Hansen has been been disqualified from the Olympic Games, and suspended for four and a half months (135 days), starting from August 21 and running up to January 2. He was also fined 3000 Swiss francs ($NZ4750; $US2740) and ordered to contribute 8000 Swiss francs ($NZ12,680; $US7300) towards the legal costs.

The decision means that Switzerland will step up to the bronze medal position.


Equi-Block, which contains capsaicin, is the product at the centre of four Olympic doping cases.
The substance at the centre of the case is capsaicin, a class A prohibited substance for its pain-relieving qualities. It is classified as a doping agent banned due to its hyper-sensitising properties. It has always been prohibited, but only in the last couple of years has technology has been developed to detect it because it disappears quickly from a horse's system.

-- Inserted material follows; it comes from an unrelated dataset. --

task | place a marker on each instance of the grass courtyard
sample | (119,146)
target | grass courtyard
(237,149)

The tribunal said that Hansen's actions following the positive finding to reveal its source were not at the same level as established by other riders at the same or similar events; and that in regard to costs, Hansen had contributed to the prolonging of the case, which included "in particular, efforts to refuse acceptance of evidence argued by (Hansen's) team during the second hearing to be of vital importance."

It also said that capsaicin is not only a potent pain relieving substance, but also an agent that can be used for hypersensitisation purposes.

The FEI also noted that capsaicin had not been previously detected in the context of FEI events and is often used by riders also for legitimate therapeutic reasons.

Hansen has 30 days to appeal the decision to the Court of Arbitration for Sport (CAS).

The FEI panel included Philip O'Connor, Ken Lalo, and Pierre Ketterer.